Before I sign off, I would like to say how pleased I was to have people come up and introduce themselves and to say that they read my blog; I am honored. It was also wonderful to be reunited with those I’ve had the pleasure of meeting before; both filming in Meredith and on my trip to the facility in Connecticut. In closing, thank you, Pfizer, for making us feel so welcome and please, keep up all of the good work. You will never know how much it means to our friends, families, and those of us with lung cancer.

FDA approval for crizotinib and a new name: Xalkori

On Friday, August 26th; crizotinib received FDA approval. It is now called Xalkori. Nice little features on both the ABC  (scroll down to find Xalkori) and NBC evening news a couple of nights ago. That’s my oncologist/goddess Dr. Alice Shaw providing commentary, and in the NBC piece, the images of the before and after chest CT scans are my lungs (an online friend recognized them and emailed me!). They do get around (my lungs and Alice).

I should also mention that there was a story about Pfizer’s coup in the Wall Street Journal on Tuesday with a picture of and a few quotes from yours truly. My Dad Ollie, who read the WSJ faithfully, would have been pleased to see me there.

I’ve noticed some criticism on the blogsphere, as Xalkori comes with a hefty monthly price tag ($9600), but Pfizer has taken steps to provide financial aid for those who need it. Also called out has been the fact that only 4-6% (or according to this latest data, almost 10%) of people with NSCLC have a mutation of the ALK gene. However, there are so many cases of lung cancer world wide (according to WHO, 1.4 million deaths yearly from lung cancer), that when you do the math, it is a truly significant number of patients who shall potentially benefit.

So yes, Xalcori is big news for Pfizer as well as those of us with lung cancer and the FDA is to be applauded for streamlining the often ponderous approval process.

And now, on a more personal level; what’s up with me.

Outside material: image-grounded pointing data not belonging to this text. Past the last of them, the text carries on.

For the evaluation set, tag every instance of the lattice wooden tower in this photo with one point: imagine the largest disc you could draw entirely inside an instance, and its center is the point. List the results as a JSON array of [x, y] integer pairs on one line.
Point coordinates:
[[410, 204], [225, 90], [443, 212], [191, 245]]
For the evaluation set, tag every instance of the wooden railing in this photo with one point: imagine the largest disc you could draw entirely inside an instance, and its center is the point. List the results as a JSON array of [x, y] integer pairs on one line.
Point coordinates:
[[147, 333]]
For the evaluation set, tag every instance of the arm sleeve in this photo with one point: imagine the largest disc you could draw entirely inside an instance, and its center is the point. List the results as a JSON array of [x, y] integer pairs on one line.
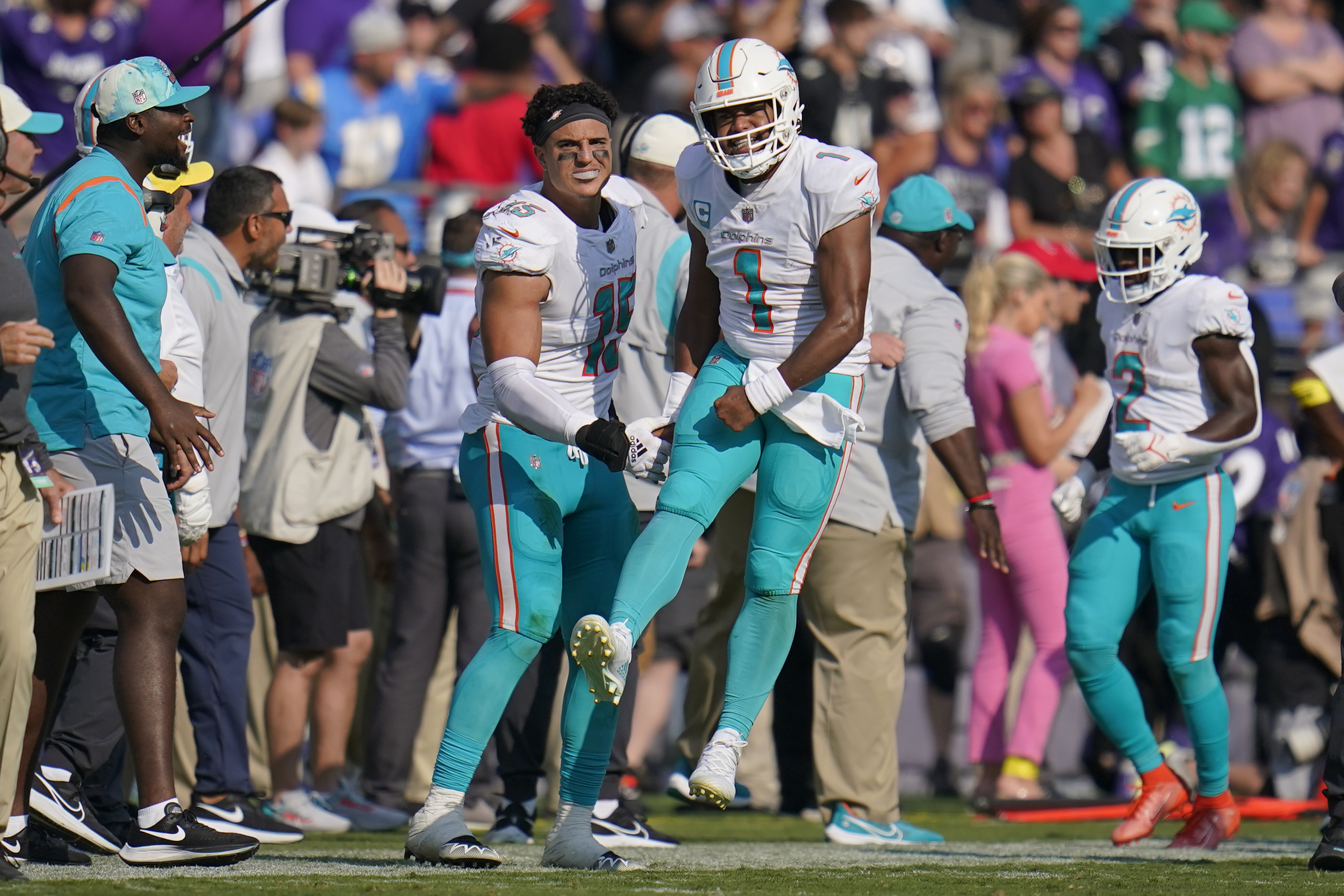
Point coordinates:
[[101, 219], [933, 374], [534, 405], [348, 374], [512, 244]]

On August 19th I took my final dose of crizotinib (Xalkori). I am now ‘washing out’ in preparation for my next party trick (make that a miracle). Yesterday I peed in a cup, had bloodwork, a physical, an EKG, a chest and abdominal CT (with contrast–blech) and a PET scan as well. I was given one of those nifty cards identifying me as residually radioactive for 24 hours (just in case I encountered someone with a geiger counter).

I am scheduled for my lead in dose of LDK378 next Wednesday and that’s when the circus really starts.

In the meantime, I am feeling pretty crappy. I saw Alice (Dr. Shaw) yesterday, and she thinks that quite probably, the crizotinib was still conferring some protection, which is good news if in the future we want to add it to my arsenal again. Now that I’m off treatment, my energy level has really dipped and my shortness of breath is catching up to me. Today I made myself go on a walk, as I’ve been breaking my own rules lately (never stop moving). It was also Peter’s first day at the Academy, and he’s going to require a lot of support as he adjusts to a very rigorous academic schedule, so I’ve got to stay on my toes.

What can I say? It is a stressful time for all of us, but we are doing our best to stay positive and hopeful. Because that’s how it’s got to be.